On a lonely stretch of Utah highway you'll find The Never-Open Desert Diner
The Never-Open Desert Diner (#1 Winters) by James Anderson
Genre: General Fiction, Mystery
Published 2015, 295 pages
Billed as a mystery, and it is.....sort of. There is definitely a mystery but it's quiet, like the book. Short and to the point, the book is a quick read but with substance. It's not action packed; it's not a sweet romance; it's not a complex mystery with lots of twists.
Instead, this book is one filled with excellent, quirky characters and a story that moves steadily along, keeping me engrossed the whole way. Set in Utah along a remote section of highway through the desert, Ben Winters is a one-man trucking outfit, making deliveries to the loners and remote households along the highway. Ben is on the verge of going bankrupt and losing his truck and livelihood.
"I was no one, doing a nothing job a hundred miles up the asshole of nowhere."
As he travels up and down the highway, we're introduced to a mix of characters, all fiercely guarding their privacy - after all, they live in such remote areas for a reason. We learn just enough about them to get hints about why they prefer their off-the-grid lives. Then Ben notices a mysterious new woman taking up residence in a deserted, incomplete housing development. As they become acquainted, he gradually learns her back story and starts to wonder if her appearance has something to do with the odd occurrences that have suddenly popped up. And, of course, a romance develops.
"The highway lolled ahead in the sunlight. It was mine and it made me happy. It didn't bother me that it was mine because no one else wanted it."
I loved the striking setting of this novel. I lived in Utah for a few years and the descriptions of the highway brought back memories of the rugged, beautiful landscape south of Salt Lake City.
I really enjoyed getting to know Ben Winters, a fully realized, complex character that I believed. The mysterious woman love interest and Walt, the taciturn diner owner, were intriguing and good additions though not nearly as fully developed. We are given just enough bits and pieces about the various other bit-part characters to make them interesting but not to get invested in their lives.

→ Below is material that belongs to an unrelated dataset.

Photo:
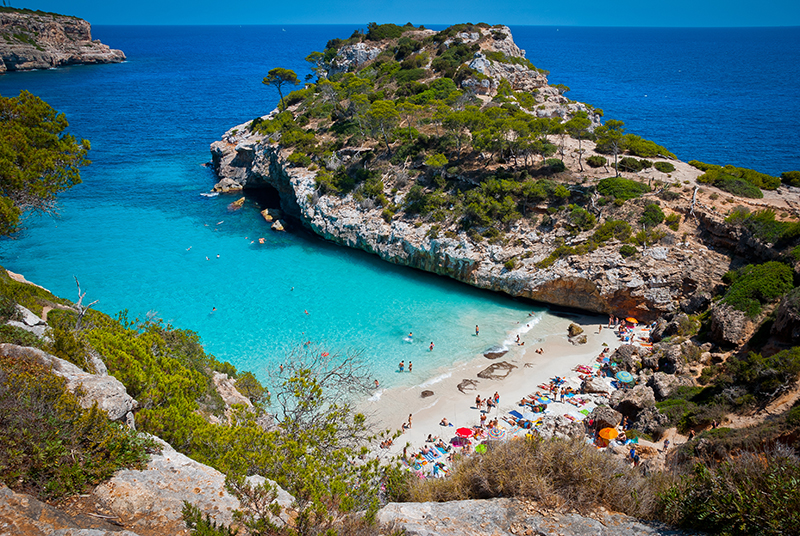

"Why don't people with money and power realize that when they screw around with the little guy, when they don't have to - especially when it's a little guy like me with not a damn thing to lose - sometimes the little guy is just going to get pissed off and stubborn up? It was all I could do and I was sure as hell going to do it."
If you're looking for a hard bitten, actual mystery, you might be disappointed in this book. While there is a bit of a mystery - where did the mysterious woman come from, who's after her and why? - for me, it's not the best part of the story. Ben and his quiet life on the highway is the best part. Read this book for the characters and the smooth storytelling.